Features (X) shape: (150, 4)
Target (y) shape: (150,)


Unnamed: 0,sepal length (cm),sepal width (cm),petal length (cm),petal width (cm)
0,5.1,3.5,1.4,0.2
1,4.9,3.0,1.4,0.2
2,4.7,3.2,1.3,0.2
3,4.6,3.1,1.5,0.2
4,5.0,3.6,1.4,0.2


### 2. Split Data into Training and Testing Sets

It's crucial to split your data to evaluate the model's performance on unseen data. We'll use 80% for training and 20% for testing.

In [3]:
# Split data into training and testing sets
X_train, X_test, y_train, y_test = train_test_split(X, y, test_size=0.2, random_state=42)

print(f"Training features shape: {X_train.shape}")
print(f"Testing features shape: {X_test.shape}")
print(f"Training target shape: {y_train.shape}")
print(f"Testing target shape: {y_test.shape}")

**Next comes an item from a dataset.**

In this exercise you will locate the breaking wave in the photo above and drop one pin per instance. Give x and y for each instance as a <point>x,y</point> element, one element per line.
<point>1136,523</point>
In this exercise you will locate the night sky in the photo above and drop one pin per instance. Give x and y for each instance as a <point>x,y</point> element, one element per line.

Training features shape: (120, 4)
Testing features shape: (30, 4)
Training target shape: (120,)
Testing target shape: (30,)


### 3. Initialize and Train the Model

We'll use Logistic Regression, a simple yet effective model for classification.

In [4]:
# Initialize the Logistic Regression model
model = LogisticRegression(max_iter=200) # Increased max_iter for convergence

# Train the model using the training data
model.fit(X_train, y_train)

print("Model trained successfully!")

Model trained successfully!


### 4. Evaluate the Model

We'll make predictions on the test set and calculate the accuracy, which is the proportion of correctly classified instances.

In [5]:
# Make predictions on the test set
y_pred = model.predict(X_test)

# Calculate accuracy
accuracy = accuracy_score(y_test, y_pred)

print(f"Model Accuracy on the test set: {accuracy:.2f}")

Model Accuracy on the test set: 1.00


This example demonstrates the fundamental steps of loading data, splitting it, training a model, and evaluating its performance.